La gymnastique holistique méthode du Dr Ehrenfried® est une technique de bien-être qui vise à retrouver la mobilité saine du corps grâce à des mouvements simples, c’est-à-dire à libérer la personne de ses douleurs, tassements, raideurs, etc.
On pourrait dire qu’elle est une gymnastique ostéopathique, car ces deux techniques ont les mêmes buts : assouplir les tissus pour pouvoir repositionner les os, redonner du mouvement aux tissus bloqués et terminer par une tonification.
La différence est que, contrairement à l’ostéopathe, le praticien en G.H. ne vous touche pas : il explique les mouvements et vous les reproduisez au mieux de vos capacités, sans forcer. Vous choisissez aussi les mouvements qui vous conviennent le mieux (et comme il y en a plusieurs centaines, aucun risque de vous ennuyer !), afin de pouvoir les refaire chez vous : en effet, une heure par semaine, avec un praticien c’est bien… mais un peu tous les jours, c’est mieux.

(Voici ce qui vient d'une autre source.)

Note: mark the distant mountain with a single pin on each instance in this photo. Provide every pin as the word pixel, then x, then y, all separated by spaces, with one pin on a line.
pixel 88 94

Au fil de la pratique, le corps se modifie, la posture et les fonctions organiques s’améliorent, les gestes se fluidifient, la confiance en soi et l’autonomie se renforcent.
Les cours se déroulent en séances individuelles ou en petit groupe, au rythme habituel d’une fois par semaine pendant une heure.
La G.H. s’adresse aussi bien aux sportifs rusés qui veulent optimiser leurs performances tout en ménageant leur corps, qu’aux femmes enceintes, aux personnes âgées en quête de confort corporel, ou à ceux qui vont bien et qui veulent le rester.